Nothing is More Forward or Backward Than Homo Interneticus

wherecatWith the statement above ^^ I’m not even attempting to be profound.  This is not the “real” blog post of the week.  It’s just a sorta transitional moment of one.  I feel the need to mark the week as maybe a kind of important one for me as I caught a glimpse of myself living in the future.  We are bathing in the future; it’s like the anecdote that David Foster Wallace told in his much admired and ballyhooed graduation speech at Kenyon College three years before his death about the two young fish who don’t know what water is because they swim in it incessantly.  They are so much in it that they have no awareness of it.

David Foster Wallace at Kenyon College, 2005

I have spent the last couple of days gliding from the desktop to the laptop to the iPad and (more pointedly because I just got it) the new Samsung smartphone and back again. (My God, I love that phone.)  I have been:  raiding and collecting stones, oil, and meat on WoW for valor points, swearing at Second Life because the lag kept stealing my avatar’s hair and facelight (didn’t spent much time there as a result), making  mashups of people’s short cat videos and some animated text that I managed to make dance in Adobe After Effects (not the most intuitive program in the world) and posting them on YouTube, photographing my food in a Panera Bread factory and sharing in in a Google Plus community, tweeting about politics and connected learning, watching a few minutes here and there of the Max Headroom pilot on YouTube (thinking it was a 1990s show and being told it was 1985 and having an omg moment, because it really was ahead of its time), emailing and emailing and emailing about MOOCs as my colleagues and I try to wrap our 20th-century minds around new impending paradigm shifts in education.  And then…I have to exercise because my body wants movement so I jump on the bike while watching Star Trek: Insurrection.  Somehow, I missed decades of classic sci-fi movies, including most of the Star Wars series and all of Star Trek movies.  (Some of it I’m glad I didn’t pay for in the theater, after all.)

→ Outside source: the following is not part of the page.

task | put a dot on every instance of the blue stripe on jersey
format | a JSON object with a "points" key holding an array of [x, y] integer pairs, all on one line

In short, I have become a caricature of Homo Interneticus in middle age.  I don’t really want it to change except that I want time to be structured differently.  That’s part of the syndrome….fantasies about changing the structure of how we experience time may end up being some new form of porn for Homo Interneticus.  Everyone covets (lusts after) their very own TARDIS.  Yesterday wasn’t long enough…let’s go back there and extend it.  What did we need to do?  Shave our legs?  Scrub the mold that’s starting to form around the shower drain?  Make homemade chutney?  Call someone and tell them we love them?  Sleep another hour?

I can’t believe it’s almost midnight AGAIN.  See you on the other side.